My neighbor was trimming his pine tree the other day and I noticed these lovely new pinecones forming. The purple color caught me by surprise, and they contrasted nicely with the green growth on the branches.
I went out in search of lightning photos the other night, and even though the skies looked pretty threatening, no lightning ever materialized. As I headed home I passed this piece of farm equipment sitting at a local business and decided to light paint it with a flash. I named the photo ”run for the hills” because between the sky ,and the front end of this contraption, I thought it looked pretty menacing. Its called a forage harvester,and I think it does corn but it may have other uses for all I know.
This lovely home is known as the Gonder Mansion, and is included on a local ghost tour in the area. It is a Victorian era Queen Anne style mansion built in 1905 by big wheel Benjamin Gonder, and was the home for him and his wife mary. It’s said to be haunted by the spirit of a woman who committed suicide – Annie, Benjamin’s loco sister who lived on the grounds but was shunned by the rest of the family because of her mental condition. It’s reported that the sounds of music and crazed laughter can be heard throughout the home, and her misty form has been reported haunting its corridors. She moved into the mansion in death after being forbidden to step inside the home during life. I did a small bit of light painting to highlight the gate,wall,and bushes at dusk to add my own touch to the beautiful home. The wrap around porch looks like a great place to sip cold lemonade on a summer day. I shot this from my truck roof using my laptop in the hopes of offering a better perspective.
This Amish farm was the location for some sort of get together last weekend, and this image was actually taken near dusk. Usually the Amish community is heading home at this point on a sunday evening, but this farm was still going strong and new arrivals were still coming. The really confusing thing was that every so often, a souped up car like a mustang would fly up the lane and park in the back, so perhaps we had a little spring party action going on. There is a term in the Amish world called Rumspringa,and that basically is a period of time when the adolescent kind of sows his wild oats and adults kind of ignore the behavior.
While I admit this is not the greatest image, it still shows the simple fun that Amish children have with the most basic items. This image was taken from a good distance away, and the girls were totally unaware that I was taking a quick photo as the one girl gave a tug on the reigns and the other reacted like a horse. It was comical to watch these two enjoying this imaginative horse-drawn game. I am not exactly sure but it appears they have added two red reflectors to the back of the buggy for safety.
This image was taken at the feed mill that I had photographed and featured on my blog a few days ago.

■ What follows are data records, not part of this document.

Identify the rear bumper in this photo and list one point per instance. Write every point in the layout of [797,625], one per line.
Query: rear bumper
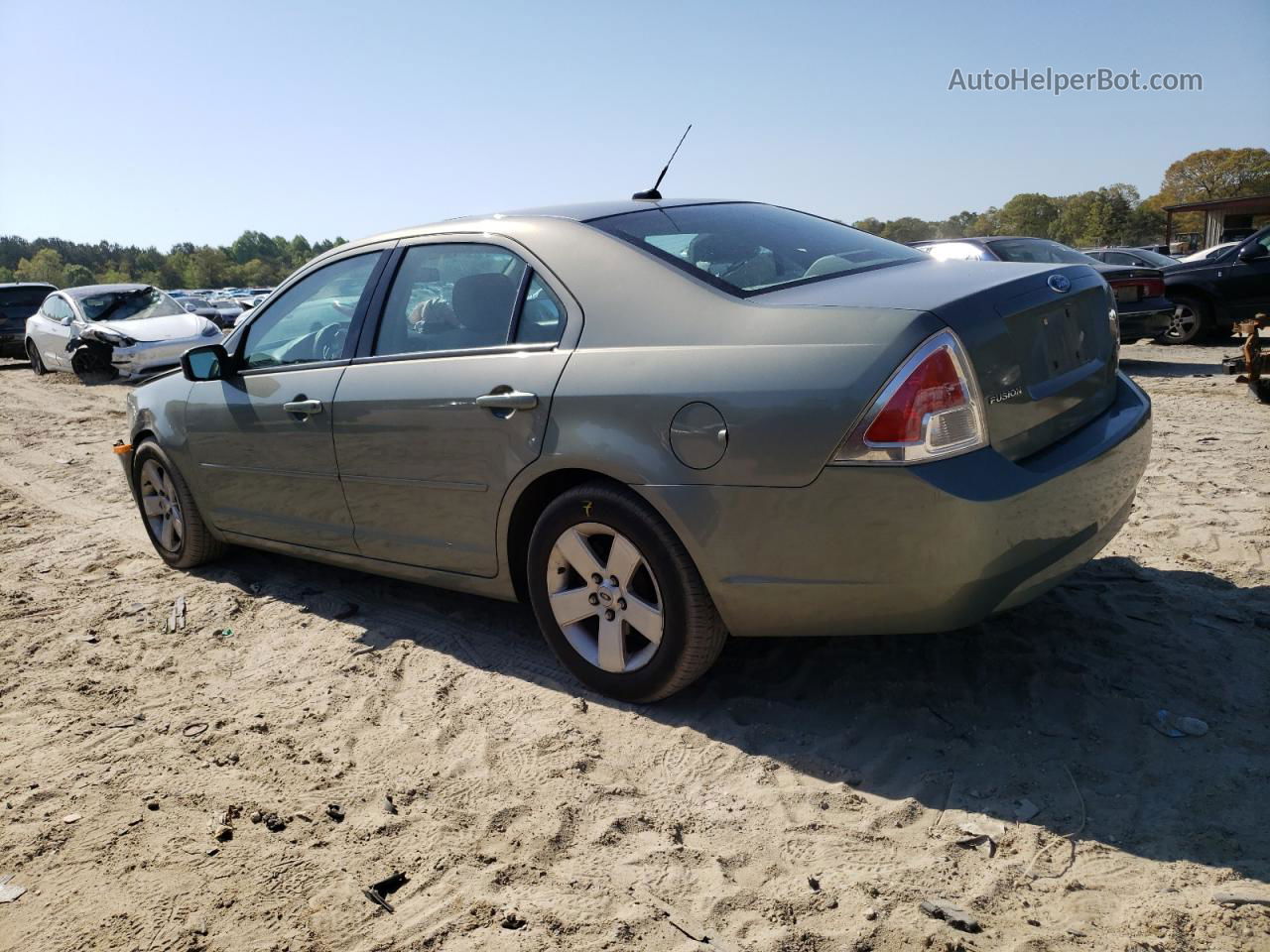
[13,343]
[1144,318]
[922,548]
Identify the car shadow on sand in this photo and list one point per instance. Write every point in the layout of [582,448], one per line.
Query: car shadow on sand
[1049,703]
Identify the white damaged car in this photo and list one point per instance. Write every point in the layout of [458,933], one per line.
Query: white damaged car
[113,330]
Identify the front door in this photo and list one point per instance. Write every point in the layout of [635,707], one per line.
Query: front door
[448,404]
[1248,282]
[262,436]
[51,331]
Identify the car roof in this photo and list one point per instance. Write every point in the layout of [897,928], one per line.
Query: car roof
[575,212]
[90,290]
[979,238]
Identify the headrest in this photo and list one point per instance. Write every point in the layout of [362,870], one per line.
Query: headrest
[483,302]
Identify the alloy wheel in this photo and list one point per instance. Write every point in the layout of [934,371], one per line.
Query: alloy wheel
[162,506]
[1184,324]
[604,598]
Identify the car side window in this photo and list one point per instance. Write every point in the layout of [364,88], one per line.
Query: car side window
[451,298]
[543,316]
[58,308]
[309,321]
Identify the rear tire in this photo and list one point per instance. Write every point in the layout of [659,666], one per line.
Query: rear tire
[168,511]
[1193,321]
[662,627]
[37,366]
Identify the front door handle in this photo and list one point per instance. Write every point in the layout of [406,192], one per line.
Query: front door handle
[508,400]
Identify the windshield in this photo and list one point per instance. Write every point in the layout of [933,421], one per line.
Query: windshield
[1155,258]
[128,304]
[746,249]
[1039,250]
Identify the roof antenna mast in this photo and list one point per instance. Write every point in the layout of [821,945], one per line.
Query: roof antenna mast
[653,194]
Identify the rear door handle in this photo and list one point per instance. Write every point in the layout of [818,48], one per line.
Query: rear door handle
[508,400]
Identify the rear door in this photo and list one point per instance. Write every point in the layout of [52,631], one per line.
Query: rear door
[448,399]
[1247,284]
[262,436]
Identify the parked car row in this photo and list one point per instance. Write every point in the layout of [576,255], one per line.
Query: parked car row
[1173,301]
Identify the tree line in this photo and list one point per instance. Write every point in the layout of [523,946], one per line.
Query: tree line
[1112,214]
[254,259]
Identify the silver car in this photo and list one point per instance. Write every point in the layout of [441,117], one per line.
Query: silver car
[126,330]
[659,422]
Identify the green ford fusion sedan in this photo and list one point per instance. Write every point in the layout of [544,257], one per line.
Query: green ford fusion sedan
[659,422]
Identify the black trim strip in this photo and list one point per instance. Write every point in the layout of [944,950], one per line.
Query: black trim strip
[468,352]
[259,471]
[431,484]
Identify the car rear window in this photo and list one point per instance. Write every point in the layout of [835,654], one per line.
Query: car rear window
[1039,250]
[747,248]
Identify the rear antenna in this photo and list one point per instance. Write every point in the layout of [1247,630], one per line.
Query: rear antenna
[653,194]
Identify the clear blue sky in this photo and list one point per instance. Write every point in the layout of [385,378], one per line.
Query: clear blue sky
[190,121]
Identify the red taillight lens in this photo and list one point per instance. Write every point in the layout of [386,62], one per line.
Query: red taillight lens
[931,388]
[930,409]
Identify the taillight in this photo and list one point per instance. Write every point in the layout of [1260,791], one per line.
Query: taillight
[930,409]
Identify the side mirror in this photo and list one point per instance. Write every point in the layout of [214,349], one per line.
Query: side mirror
[207,362]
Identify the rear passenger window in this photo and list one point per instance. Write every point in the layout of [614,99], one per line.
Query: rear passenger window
[541,316]
[451,298]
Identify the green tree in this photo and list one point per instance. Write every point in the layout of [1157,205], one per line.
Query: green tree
[1029,213]
[1215,173]
[77,276]
[46,264]
[907,229]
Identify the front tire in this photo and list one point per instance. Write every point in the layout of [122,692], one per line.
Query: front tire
[1193,321]
[617,597]
[168,511]
[37,366]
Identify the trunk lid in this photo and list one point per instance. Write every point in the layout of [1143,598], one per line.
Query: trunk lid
[1044,359]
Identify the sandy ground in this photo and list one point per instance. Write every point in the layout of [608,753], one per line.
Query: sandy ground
[807,796]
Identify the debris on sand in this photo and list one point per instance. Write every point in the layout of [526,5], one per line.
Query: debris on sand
[1174,726]
[177,616]
[385,888]
[982,833]
[1025,810]
[951,912]
[1242,898]
[8,893]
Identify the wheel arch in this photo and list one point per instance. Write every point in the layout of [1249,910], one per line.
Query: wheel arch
[1197,291]
[529,507]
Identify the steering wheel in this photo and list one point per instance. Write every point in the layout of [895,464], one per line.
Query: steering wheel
[329,343]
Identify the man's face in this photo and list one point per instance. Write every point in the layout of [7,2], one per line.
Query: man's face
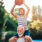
[20,31]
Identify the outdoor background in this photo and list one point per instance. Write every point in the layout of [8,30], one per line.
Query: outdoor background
[8,23]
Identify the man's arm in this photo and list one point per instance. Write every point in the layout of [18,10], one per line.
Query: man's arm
[12,11]
[28,9]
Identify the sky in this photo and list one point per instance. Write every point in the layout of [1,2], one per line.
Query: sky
[9,3]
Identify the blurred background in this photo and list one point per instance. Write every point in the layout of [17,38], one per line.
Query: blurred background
[8,23]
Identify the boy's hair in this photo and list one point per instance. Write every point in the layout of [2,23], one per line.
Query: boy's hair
[21,26]
[22,9]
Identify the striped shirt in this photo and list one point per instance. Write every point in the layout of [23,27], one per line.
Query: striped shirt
[22,21]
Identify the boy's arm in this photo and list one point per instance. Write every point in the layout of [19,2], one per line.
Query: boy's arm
[12,11]
[28,9]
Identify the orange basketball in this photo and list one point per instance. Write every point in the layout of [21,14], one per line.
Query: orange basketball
[19,2]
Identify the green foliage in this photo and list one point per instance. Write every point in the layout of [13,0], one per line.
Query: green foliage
[35,29]
[9,35]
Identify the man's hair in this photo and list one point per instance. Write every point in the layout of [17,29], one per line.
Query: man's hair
[21,26]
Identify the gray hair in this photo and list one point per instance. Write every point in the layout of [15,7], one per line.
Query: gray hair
[21,26]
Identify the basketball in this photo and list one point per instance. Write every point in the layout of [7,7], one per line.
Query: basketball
[19,2]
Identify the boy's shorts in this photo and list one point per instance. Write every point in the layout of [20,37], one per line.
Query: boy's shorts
[25,34]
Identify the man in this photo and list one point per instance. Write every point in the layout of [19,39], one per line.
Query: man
[20,31]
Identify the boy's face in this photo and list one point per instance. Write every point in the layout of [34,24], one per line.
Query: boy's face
[20,31]
[21,11]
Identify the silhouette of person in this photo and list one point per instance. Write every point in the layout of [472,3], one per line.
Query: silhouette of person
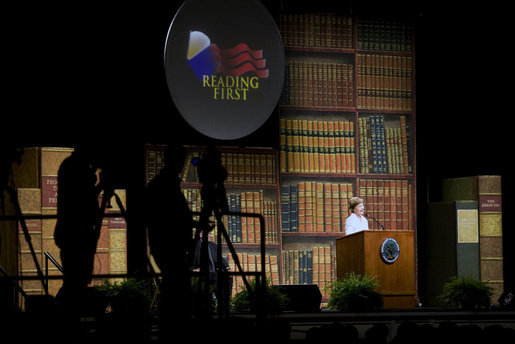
[170,229]
[212,251]
[75,233]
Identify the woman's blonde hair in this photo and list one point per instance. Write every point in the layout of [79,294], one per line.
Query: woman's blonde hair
[353,202]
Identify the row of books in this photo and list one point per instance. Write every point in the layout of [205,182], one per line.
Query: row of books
[382,149]
[314,207]
[316,30]
[242,168]
[316,146]
[389,201]
[245,230]
[252,263]
[317,84]
[313,266]
[385,82]
[384,34]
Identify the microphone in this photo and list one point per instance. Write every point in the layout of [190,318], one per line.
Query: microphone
[373,218]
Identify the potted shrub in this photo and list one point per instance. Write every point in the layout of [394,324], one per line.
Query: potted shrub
[274,300]
[355,293]
[466,292]
[129,307]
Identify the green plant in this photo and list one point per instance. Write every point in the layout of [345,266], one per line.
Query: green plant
[355,293]
[274,300]
[127,296]
[466,292]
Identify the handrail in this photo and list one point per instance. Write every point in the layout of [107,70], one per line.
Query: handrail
[48,257]
[55,262]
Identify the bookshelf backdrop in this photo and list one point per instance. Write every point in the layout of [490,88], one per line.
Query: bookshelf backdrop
[347,128]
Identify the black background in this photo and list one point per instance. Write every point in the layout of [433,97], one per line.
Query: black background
[86,72]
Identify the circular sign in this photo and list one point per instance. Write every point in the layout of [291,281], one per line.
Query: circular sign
[224,66]
[390,250]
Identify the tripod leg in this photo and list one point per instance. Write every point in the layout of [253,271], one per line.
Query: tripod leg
[19,214]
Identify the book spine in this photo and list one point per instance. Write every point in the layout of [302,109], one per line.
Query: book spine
[490,232]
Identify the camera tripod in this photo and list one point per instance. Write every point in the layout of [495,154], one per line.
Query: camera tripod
[212,176]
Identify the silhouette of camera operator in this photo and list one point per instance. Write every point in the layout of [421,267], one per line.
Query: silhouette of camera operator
[170,230]
[76,230]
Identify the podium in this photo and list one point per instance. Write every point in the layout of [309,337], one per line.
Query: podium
[388,255]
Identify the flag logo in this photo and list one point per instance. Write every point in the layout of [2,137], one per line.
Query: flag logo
[207,59]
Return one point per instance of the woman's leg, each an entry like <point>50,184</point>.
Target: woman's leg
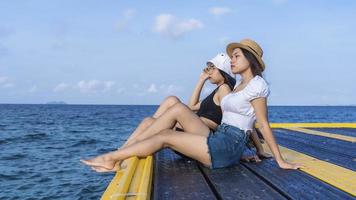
<point>192,145</point>
<point>180,113</point>
<point>165,105</point>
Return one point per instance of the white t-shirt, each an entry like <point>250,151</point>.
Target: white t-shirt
<point>237,108</point>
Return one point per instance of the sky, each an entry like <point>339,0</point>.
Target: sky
<point>139,52</point>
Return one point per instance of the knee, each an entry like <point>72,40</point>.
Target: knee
<point>164,137</point>
<point>172,100</point>
<point>148,120</point>
<point>178,108</point>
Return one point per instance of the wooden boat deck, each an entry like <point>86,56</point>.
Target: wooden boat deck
<point>327,151</point>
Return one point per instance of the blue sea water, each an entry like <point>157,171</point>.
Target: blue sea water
<point>41,144</point>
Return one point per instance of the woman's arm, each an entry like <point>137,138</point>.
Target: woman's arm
<point>194,103</point>
<point>260,107</point>
<point>223,91</point>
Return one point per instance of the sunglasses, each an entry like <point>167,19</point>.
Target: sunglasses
<point>209,67</point>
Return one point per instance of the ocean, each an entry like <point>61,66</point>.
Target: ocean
<point>41,144</point>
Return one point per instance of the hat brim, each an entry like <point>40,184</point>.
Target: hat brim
<point>230,48</point>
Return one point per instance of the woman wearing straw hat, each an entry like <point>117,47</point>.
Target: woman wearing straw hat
<point>218,71</point>
<point>223,147</point>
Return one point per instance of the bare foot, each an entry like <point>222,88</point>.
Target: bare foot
<point>117,167</point>
<point>264,155</point>
<point>103,161</point>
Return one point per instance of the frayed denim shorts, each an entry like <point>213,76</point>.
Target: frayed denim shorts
<point>226,145</point>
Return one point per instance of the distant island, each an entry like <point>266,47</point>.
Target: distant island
<point>56,102</point>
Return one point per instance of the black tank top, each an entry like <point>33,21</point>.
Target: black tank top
<point>209,109</point>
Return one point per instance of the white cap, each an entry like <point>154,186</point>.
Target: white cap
<point>222,62</point>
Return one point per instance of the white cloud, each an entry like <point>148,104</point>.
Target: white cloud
<point>279,2</point>
<point>94,86</point>
<point>171,26</point>
<point>61,87</point>
<point>120,90</point>
<point>5,82</point>
<point>171,89</point>
<point>152,88</point>
<point>129,13</point>
<point>8,85</point>
<point>33,89</point>
<point>218,11</point>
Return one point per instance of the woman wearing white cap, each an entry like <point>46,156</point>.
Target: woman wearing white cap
<point>218,71</point>
<point>225,146</point>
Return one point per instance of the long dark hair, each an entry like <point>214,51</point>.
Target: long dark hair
<point>255,65</point>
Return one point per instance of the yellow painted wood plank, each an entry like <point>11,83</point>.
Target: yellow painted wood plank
<point>146,180</point>
<point>339,177</point>
<point>313,125</point>
<point>324,134</point>
<point>136,180</point>
<point>119,185</point>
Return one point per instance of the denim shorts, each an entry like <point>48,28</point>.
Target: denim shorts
<point>226,146</point>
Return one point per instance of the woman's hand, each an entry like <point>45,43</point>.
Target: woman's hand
<point>286,165</point>
<point>204,75</point>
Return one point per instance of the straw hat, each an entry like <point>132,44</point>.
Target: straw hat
<point>250,46</point>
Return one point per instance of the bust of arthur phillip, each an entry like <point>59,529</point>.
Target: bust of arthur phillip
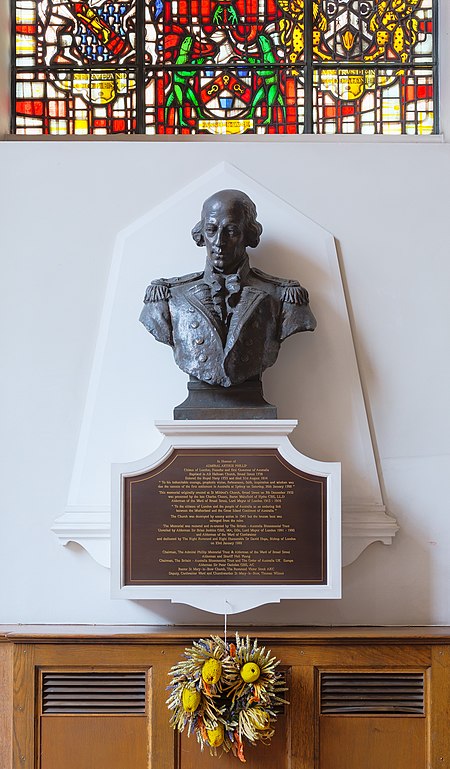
<point>226,324</point>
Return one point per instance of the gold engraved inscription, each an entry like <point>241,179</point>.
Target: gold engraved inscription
<point>226,520</point>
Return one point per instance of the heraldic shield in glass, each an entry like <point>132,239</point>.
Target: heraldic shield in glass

I met Brad the owner, and he graciously allowed both myself and fellow photographer Larry the chance to look around inside. After the mill shut down for the day, we broke out our gear and we each selected an area to light paint. Admittedly it has been a while since I gave this technique a try, so I struggled a bit as I worked to light the room with my spotlight. The mill is a real labyrinth of metal and wood, and left me wondering how such a place is designed. The inside also included numerous cats roaming about, which surprised me with all the machines at work, but after I had witnessed a cat catch a mouse three feet in front of me, it all became clear very quickly. The area I chose included the old scale with the two feed bags on it, along with another scale facing the opposite direction with the number 122 on it. The blue light is coming from window light that was shining in at dusk. We usually work in the dark, but time constraints had us shooting earlier.